Nothing is improvised in Wang’s static, precisely framed tableaux. The sitters were obviously asked to pose, stay motionless, and stare forward, creating a tension between stillness and unexpected movement. The compositions are rich with multiple layers; they explore the depth of the cinematic space, and suggest invisible presences at the edge of the frame. In one shot, a woman holds a bleating lamb; behind her, the rest of the herd is gathered by a Mongolian yurt (or tent), while further back stands a wagon trailer, evoking the modernization of nomadic life.
In another, two young boys wearing white Muslim kufi hats mind a small food stall; on the right, an unseen man talks to them through an open window; the oldest boy responds with a smile, resumes the pose, then pops his bubble gum. Wang eschews narration and records the rare, muted conversations as another layer of ambient sound. Words are not subtitled, and the shots address the spectators at a sensorial rather than intellectual level.

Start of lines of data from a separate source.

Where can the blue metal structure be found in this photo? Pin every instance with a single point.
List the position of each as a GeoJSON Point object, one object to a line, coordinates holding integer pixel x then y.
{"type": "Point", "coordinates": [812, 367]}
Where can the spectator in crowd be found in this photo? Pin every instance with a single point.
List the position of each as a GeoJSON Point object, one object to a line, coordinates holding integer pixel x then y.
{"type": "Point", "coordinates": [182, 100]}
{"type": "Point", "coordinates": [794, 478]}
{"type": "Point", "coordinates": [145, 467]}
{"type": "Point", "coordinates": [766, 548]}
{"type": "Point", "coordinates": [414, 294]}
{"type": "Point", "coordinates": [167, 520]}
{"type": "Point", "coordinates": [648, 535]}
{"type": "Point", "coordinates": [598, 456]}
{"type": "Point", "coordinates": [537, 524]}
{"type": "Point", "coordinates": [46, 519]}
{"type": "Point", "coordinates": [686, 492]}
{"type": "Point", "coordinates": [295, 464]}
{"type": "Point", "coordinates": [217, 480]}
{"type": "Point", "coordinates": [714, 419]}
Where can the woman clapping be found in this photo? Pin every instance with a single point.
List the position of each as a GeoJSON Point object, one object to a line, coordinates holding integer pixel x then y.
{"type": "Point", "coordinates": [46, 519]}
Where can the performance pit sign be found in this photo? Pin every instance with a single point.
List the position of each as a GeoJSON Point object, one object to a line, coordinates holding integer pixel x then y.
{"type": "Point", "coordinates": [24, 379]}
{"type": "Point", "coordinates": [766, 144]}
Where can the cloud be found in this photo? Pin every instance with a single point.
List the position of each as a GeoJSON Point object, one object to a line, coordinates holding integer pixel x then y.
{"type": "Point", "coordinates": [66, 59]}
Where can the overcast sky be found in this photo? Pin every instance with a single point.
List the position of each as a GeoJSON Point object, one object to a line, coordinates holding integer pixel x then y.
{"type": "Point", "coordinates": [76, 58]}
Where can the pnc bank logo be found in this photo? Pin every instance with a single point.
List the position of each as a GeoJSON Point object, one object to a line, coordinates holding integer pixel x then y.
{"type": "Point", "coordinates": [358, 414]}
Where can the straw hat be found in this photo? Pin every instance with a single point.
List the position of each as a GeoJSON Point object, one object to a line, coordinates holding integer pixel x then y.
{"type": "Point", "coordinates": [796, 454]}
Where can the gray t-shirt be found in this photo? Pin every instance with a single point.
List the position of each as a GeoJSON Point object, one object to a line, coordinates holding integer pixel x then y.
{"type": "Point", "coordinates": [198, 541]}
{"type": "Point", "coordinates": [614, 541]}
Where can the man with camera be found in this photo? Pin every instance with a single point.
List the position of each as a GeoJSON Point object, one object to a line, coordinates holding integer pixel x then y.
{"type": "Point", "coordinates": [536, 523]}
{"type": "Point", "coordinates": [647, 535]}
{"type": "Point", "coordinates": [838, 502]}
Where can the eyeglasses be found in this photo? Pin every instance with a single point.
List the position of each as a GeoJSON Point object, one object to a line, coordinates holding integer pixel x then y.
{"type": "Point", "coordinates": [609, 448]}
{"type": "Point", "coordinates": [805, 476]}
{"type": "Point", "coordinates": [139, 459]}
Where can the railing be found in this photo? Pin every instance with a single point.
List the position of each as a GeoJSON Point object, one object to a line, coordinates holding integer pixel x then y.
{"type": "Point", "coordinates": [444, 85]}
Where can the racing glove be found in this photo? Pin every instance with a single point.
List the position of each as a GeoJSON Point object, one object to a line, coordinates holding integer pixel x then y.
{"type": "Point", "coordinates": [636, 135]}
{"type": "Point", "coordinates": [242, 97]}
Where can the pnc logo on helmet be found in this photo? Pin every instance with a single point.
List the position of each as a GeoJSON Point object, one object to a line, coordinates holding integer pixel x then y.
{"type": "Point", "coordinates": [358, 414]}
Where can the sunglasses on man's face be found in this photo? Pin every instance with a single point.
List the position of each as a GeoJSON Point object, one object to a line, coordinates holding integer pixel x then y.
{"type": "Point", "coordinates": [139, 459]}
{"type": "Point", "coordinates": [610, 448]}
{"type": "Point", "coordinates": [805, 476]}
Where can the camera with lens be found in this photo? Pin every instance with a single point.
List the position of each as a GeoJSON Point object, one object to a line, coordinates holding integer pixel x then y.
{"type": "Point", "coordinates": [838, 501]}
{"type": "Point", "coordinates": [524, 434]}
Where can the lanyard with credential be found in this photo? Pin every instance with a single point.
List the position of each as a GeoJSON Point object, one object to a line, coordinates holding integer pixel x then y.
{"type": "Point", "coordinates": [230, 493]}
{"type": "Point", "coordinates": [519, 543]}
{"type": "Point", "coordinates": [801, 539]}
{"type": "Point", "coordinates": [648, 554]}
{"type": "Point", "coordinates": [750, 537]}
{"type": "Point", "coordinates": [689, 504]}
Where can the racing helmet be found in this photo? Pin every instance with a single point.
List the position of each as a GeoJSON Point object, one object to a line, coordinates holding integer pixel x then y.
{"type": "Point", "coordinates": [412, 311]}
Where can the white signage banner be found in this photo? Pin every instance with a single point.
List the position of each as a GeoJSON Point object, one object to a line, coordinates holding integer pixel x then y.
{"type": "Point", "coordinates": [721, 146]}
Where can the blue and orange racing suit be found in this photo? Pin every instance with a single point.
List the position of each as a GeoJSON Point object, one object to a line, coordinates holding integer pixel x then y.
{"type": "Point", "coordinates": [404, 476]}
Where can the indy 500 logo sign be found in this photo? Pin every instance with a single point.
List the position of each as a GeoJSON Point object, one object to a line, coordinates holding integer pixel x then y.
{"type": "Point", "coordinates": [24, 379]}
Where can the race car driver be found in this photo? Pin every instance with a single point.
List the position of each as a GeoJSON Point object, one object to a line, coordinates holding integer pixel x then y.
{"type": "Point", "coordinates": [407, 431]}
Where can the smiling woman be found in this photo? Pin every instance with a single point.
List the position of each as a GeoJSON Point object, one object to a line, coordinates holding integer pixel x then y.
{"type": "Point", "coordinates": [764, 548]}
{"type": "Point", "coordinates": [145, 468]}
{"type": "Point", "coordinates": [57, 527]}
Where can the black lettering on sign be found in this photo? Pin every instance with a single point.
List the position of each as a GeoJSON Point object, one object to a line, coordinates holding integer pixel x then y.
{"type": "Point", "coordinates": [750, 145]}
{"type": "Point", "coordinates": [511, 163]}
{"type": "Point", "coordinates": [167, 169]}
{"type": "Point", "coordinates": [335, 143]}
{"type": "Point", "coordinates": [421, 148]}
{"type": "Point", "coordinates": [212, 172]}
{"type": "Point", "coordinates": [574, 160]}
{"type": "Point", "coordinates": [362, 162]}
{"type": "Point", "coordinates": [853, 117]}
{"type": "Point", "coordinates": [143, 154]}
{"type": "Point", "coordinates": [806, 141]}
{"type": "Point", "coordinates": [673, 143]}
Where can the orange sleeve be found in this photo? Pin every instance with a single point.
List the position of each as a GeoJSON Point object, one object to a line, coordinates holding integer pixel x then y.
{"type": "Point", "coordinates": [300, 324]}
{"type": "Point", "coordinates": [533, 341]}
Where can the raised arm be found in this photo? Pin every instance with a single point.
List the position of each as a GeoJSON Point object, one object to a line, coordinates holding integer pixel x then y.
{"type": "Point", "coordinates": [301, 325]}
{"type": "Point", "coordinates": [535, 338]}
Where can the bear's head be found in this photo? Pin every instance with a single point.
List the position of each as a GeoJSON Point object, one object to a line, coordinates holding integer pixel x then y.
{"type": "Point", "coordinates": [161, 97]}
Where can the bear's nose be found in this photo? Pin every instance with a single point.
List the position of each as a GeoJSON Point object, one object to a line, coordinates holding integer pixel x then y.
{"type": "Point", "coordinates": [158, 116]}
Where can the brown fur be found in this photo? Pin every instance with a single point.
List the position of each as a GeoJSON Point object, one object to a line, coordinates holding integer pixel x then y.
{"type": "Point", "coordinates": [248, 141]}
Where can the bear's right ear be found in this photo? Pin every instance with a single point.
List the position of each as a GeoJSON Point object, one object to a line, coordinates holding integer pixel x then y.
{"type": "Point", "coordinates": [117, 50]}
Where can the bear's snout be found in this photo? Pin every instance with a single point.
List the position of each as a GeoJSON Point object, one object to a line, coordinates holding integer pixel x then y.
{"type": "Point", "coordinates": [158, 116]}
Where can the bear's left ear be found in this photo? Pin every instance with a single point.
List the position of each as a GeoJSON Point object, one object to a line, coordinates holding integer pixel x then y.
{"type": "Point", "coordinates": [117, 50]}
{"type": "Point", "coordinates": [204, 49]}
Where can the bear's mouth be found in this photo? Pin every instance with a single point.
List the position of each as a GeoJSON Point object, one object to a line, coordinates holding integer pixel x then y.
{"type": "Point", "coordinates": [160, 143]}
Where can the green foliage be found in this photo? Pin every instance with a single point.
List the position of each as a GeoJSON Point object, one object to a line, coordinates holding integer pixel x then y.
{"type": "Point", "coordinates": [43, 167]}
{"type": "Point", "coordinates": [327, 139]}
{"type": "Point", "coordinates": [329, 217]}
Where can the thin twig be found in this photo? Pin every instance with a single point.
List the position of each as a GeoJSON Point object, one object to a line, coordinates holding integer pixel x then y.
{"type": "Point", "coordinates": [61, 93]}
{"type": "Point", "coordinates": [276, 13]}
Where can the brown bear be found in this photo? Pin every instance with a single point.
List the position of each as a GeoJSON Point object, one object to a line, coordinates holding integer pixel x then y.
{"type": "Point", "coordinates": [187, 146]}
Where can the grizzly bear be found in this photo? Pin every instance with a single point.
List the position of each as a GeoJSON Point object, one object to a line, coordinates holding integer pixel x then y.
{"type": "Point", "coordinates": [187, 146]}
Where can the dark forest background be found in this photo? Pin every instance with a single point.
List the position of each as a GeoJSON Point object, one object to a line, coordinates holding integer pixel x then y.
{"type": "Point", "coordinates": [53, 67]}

At times, Wang plays with the presence, absence, or invisibility of human bodies. Many shots of urban ruins, crumbling industrial buildings, country roads or polluted waves are devoid of human presence. The operator of a hydraulic destruction hammer attacking a disused factory remains hidden within his cockpit. Often bodies are anonymous (city crowds, workers in huge workshops or immense office spaces) or too far in the cinematic field to be identified.
Even so, Wang keeps returning to the portraiture, sometimes humorously planting himself in the center of the space: Wearing an anti-pollution facemask, he stands in front of the iconic Rem Koolhaas CCTV building, barely visible in the smog. The images echo the work of Walker Evans, Andy Warhol’s “Screen Tests,” or Chantal Akerman’s landscapes. The painterly reference becomes clear when the artist Liu Xiaodong appears in front of a group of seven young women sitting together in the ruined landscape of post-earthquake Sichuan.
Internationally famous for his large-scale compositions representing marginalized populations, Liu has long been in dialogue with Sixth Generation directors about the fine line that separates realism from artifice. (Wang cast the artist in his 1993 feature, “The Days,” and Jia Zhangke’s 2006 “Dong” documents his work.)
A crossover between the film and art worlds, “Chinese Portrait” started as a video installation at the 2010 Shanghai Biennial, and was later featured at the Minsheng Art Museum in 2014, before the shooting continued till 2017. During that time Wang (a 2005 Jury Prize winner at Cannes) worked on two ambitious films, “Red Amnesia” and “So Long My Son” (which won two acting prizes at the most recent Berlinale) that explore the traces left by history on the multifarious Chinese landscape. An image of “Chinese Portrait,” filmed in a small southern fishing town, echoes a moment of “So Long My Son.”
In the penultimate shot, a group of men and women are standing on a parched, cracked land, their empty pails posed at their feet. They are dressed simply, yet somewhat formally, and, with quiet dignity, stare back at us. In the foreground, a woman and a little boy are crouching. The boy is having a hard time keeping the pose. He looks around, then down, moves his body, and eventually yawns. The shot foregrounds the ethical pitfalls of documentary portraiture. When the drought victims return the gaze of the camera, does it alleviate the imbalance of power? Should a little boy have to crouch for the duration of a long photo shoot?
In this haunting, precisely choreographed tableau, Wang reaches an apex in the tension between stillness and unplanned movement. The sitters’ dignity and the boy’s implicit resistance are now woven into the texture of the film. While this can be read as a metaphor for the relationship between citizens and government in China today, it confirms Wang’s stature as one of the country’s most significant filmmakers, one with the courage to pose disturbing questions.